Cemento Armato – Expo 2015: the Mafia Show

“Nutrire il pianeta, energia per la vita”. Questo lo slogan scelto per sponsorizzare l’esposizione universale che si terrà a Milano dal 1° Maggio al 31 Ottobre 2015. “L’Expo 2015 di Milano – si legge dal sito – si confronta con il problema del nutrimento dell’uomo e della Terra e si pone come momento di dialogo tra i protagonisti della comunità internazionale sulle principali sfide dell’umanità. E’ possibile garantire cibo e acqua alla popolazione mondiale? Aumentare la sicurezza alimentare? Proporre nuove soluzioni e nuove prospettive in grado di tutelare la biodiversità del Pianeta?”

Assunto.
Per adesso, la sola ragione per la quale conosciamo questa manifestazione, pochi mesi prima dell’inizio, è per la retata compiuta dalla guardia di finanza nella quale sono finiti imprenditori e politici.
Il motivo? Siamo in Italia, dovreste saperlo. Comunque, la risposta vien da sé: è la corruzione, bellezza!
Non solo. Come per la totalità delle grandi opere italiche, un altro fattore del quale non si tiene conto per niente (un po come il peso di Civati nelle scelte del PD) è quello ambientale. Andiamo per gradi in modo da comprendere al meglio il motivo per il quale urge finanziare un covo di avvoltoi pronti a intascare anche i trucioli derivanti dall’allestimento dei padiglioni. Ci sono informazioni che è bene considerare per avere il quadro generale in questa particolare opera e poter soddisfare le domande poste da chi ha organizzato l’esposizione.

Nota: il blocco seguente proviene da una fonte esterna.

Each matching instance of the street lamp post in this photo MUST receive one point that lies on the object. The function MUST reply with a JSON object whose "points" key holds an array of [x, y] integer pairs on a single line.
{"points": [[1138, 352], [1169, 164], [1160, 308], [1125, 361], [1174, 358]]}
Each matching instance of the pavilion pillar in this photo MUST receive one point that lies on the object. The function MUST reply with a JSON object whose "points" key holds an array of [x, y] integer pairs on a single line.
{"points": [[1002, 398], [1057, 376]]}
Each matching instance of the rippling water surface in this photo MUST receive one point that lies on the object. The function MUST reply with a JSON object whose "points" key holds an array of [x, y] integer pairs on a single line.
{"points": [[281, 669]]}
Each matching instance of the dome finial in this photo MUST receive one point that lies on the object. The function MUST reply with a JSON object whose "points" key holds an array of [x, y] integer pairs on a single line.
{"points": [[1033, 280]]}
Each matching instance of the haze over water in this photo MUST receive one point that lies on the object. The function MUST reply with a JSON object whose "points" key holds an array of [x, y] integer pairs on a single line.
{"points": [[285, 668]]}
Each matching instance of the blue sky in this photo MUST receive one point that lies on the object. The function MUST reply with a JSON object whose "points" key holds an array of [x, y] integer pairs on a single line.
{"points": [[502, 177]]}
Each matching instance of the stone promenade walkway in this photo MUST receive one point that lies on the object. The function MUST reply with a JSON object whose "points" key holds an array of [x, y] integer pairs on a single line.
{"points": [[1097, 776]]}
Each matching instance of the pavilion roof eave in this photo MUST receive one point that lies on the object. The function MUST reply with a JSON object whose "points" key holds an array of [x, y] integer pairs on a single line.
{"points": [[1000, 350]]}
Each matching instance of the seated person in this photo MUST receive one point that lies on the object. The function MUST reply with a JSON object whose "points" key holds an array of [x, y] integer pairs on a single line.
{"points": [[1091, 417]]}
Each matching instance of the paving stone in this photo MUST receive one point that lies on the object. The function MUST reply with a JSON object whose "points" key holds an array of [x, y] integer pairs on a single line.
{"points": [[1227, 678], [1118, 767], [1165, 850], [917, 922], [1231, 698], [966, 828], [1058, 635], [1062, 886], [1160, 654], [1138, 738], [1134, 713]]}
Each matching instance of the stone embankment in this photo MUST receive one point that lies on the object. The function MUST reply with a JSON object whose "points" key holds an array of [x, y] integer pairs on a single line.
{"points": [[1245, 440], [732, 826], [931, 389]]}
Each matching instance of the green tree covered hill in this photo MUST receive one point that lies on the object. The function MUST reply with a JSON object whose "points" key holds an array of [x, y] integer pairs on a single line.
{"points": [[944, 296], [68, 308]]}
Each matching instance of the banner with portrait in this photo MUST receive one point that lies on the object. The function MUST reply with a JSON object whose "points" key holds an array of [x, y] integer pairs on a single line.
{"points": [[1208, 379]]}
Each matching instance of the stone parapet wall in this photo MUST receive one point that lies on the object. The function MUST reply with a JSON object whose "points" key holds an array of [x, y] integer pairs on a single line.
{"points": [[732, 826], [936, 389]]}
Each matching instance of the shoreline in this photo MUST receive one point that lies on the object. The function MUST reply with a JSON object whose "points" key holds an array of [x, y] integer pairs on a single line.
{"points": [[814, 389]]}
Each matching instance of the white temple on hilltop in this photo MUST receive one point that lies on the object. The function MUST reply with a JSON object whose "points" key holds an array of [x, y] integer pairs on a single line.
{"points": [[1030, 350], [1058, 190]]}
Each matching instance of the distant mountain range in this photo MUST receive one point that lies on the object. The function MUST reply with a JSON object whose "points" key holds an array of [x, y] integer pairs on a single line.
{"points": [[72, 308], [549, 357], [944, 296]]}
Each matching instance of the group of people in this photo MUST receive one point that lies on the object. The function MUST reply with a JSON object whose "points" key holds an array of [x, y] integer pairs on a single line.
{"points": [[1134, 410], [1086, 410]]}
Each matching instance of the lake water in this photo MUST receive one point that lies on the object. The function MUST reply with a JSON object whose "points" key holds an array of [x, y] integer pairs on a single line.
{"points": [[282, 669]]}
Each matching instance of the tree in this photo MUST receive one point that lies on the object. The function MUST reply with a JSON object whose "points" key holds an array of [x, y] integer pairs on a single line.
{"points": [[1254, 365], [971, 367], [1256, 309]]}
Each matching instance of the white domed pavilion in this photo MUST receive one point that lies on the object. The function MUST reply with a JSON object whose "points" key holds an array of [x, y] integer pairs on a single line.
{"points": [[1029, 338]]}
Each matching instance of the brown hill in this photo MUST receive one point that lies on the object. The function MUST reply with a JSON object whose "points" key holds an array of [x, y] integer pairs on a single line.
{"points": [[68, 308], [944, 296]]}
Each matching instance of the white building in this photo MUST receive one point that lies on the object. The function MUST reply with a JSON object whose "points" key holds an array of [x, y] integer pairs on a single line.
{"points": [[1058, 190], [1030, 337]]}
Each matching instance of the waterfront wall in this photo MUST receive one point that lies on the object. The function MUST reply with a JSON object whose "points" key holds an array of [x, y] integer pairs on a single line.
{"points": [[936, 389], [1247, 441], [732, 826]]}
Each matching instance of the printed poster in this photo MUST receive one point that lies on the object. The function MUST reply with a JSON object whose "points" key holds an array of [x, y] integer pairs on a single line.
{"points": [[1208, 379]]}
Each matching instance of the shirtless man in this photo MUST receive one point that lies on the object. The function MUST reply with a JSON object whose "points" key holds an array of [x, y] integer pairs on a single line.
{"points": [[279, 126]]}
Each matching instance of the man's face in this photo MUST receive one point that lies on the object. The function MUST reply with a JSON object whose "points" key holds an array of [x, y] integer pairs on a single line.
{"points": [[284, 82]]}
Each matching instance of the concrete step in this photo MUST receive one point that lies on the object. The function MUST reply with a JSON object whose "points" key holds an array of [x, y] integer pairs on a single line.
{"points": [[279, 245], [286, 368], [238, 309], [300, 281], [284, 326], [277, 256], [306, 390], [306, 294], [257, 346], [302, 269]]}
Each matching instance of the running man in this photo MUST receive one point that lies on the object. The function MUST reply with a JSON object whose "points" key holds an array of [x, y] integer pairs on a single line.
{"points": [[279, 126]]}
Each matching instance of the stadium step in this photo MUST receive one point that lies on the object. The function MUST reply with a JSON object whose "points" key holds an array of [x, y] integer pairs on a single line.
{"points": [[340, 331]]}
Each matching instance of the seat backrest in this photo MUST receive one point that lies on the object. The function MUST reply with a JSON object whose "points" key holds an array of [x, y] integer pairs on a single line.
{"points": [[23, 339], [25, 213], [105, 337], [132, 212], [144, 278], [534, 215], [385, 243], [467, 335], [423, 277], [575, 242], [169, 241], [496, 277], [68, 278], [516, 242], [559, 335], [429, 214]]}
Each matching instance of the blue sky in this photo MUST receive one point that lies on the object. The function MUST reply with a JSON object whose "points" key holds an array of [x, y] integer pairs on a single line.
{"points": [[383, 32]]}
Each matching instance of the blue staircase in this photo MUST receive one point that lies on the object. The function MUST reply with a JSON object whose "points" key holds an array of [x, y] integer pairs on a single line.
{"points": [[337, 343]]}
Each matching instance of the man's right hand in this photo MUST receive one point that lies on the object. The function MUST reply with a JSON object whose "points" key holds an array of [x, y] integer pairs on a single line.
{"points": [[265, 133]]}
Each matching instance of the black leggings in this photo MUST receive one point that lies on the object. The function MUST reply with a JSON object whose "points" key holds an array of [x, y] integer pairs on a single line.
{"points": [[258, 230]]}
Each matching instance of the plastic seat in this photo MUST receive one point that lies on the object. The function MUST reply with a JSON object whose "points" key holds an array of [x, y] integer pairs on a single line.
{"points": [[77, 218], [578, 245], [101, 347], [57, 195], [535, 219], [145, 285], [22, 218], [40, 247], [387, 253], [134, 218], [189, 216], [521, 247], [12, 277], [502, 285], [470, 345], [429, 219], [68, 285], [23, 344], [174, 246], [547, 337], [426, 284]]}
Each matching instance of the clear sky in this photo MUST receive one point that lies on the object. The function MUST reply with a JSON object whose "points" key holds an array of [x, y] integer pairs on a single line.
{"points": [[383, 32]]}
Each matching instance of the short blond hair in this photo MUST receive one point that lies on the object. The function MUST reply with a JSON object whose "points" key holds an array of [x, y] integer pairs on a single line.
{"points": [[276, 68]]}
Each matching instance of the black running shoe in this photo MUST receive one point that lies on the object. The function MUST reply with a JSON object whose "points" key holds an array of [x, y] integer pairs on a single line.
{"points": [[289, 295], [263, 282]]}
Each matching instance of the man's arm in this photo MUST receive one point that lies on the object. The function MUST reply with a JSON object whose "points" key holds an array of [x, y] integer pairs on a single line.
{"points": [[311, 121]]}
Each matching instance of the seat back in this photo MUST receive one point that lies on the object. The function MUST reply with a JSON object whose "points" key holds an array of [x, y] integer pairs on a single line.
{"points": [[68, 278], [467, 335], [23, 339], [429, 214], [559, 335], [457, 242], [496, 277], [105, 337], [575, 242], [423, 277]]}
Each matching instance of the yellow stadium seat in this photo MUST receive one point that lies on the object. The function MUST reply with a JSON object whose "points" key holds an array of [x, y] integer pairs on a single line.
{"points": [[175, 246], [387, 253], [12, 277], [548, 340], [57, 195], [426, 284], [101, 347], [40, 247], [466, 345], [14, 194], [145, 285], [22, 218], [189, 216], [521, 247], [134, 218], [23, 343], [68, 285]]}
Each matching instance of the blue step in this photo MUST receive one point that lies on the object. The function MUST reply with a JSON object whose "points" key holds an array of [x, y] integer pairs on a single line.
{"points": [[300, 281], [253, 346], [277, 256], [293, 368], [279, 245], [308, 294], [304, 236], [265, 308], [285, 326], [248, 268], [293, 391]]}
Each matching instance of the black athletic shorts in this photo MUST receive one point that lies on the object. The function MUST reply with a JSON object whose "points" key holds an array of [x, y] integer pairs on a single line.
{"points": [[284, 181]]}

Nascita del progetto. Sulla scia della prima esposizione universale tenutasi nel 1851 a Londra, altri Paesi del mondo decisero di dare continuità all’iniziativa in virtù di un notevole gradimento del pubblico.
Seguì Parigi nella quale, nel 1928 (anno di adesione anche dell’Italia tra gli Stati membri), vide la luce il BIE (Bureau International des Expositions), “organizzazione intergovernativa responsabile di supervisionare le richieste, il calendario, la selezione e l’organizzazione delle esposizioni internazionali”.
Tra le linee guida dell’organizzazione troviamo che “il filo conduttore delle esibizioni è l’identità di ogni cultura e il rispetto dell’ambiente per lo sviluppo dell’umanità, oltre a fornire un contributo al progresso morale, materiale e tecnologico”. L’Italia ha rispettato il primo punto, in quanto è ormai ben radicata in noi la cultura della mazzetta (quale simbolo migliore per rappresentare la nostra patria), ma, purtroppo, è penalizzata dall’attenzione per l’ambiente e per l’apporto morale inevitabilmente contrapposte con l’emblema nazionale attuale.
Il BIE dovrebbe essere, come riportato nel sito ufficiale, supervisore dei progetti e controllore delle esposizioni.
A occhio e croce, direi che l’operato non è stato dei migliori.

Le vicende giudiziarie.
Marzo 2014: arrestato Antonio Giulio Rognoni, ex direttore generale di “Infrastrutture lombarde” e candidato al ruolo di subcommissario di Expo 2015 su suggerimento di Roberto Maroni (è precisione di tiro o semplice casualità?), nonostante fosse già indagato per l’appalto della struttura che dovrebbe accogliere i padiglioni espositivi.
Nella stessa inchiesta, la Procura ha emanato il mandato d’arresto anche per altre 5 persone, tutte della Regione Lombardia (una talent house, in questo genere) per un totale di 68 capi d’accusa, tra i quali turbativa d’asta, truffa, associazione a delinquere e falso.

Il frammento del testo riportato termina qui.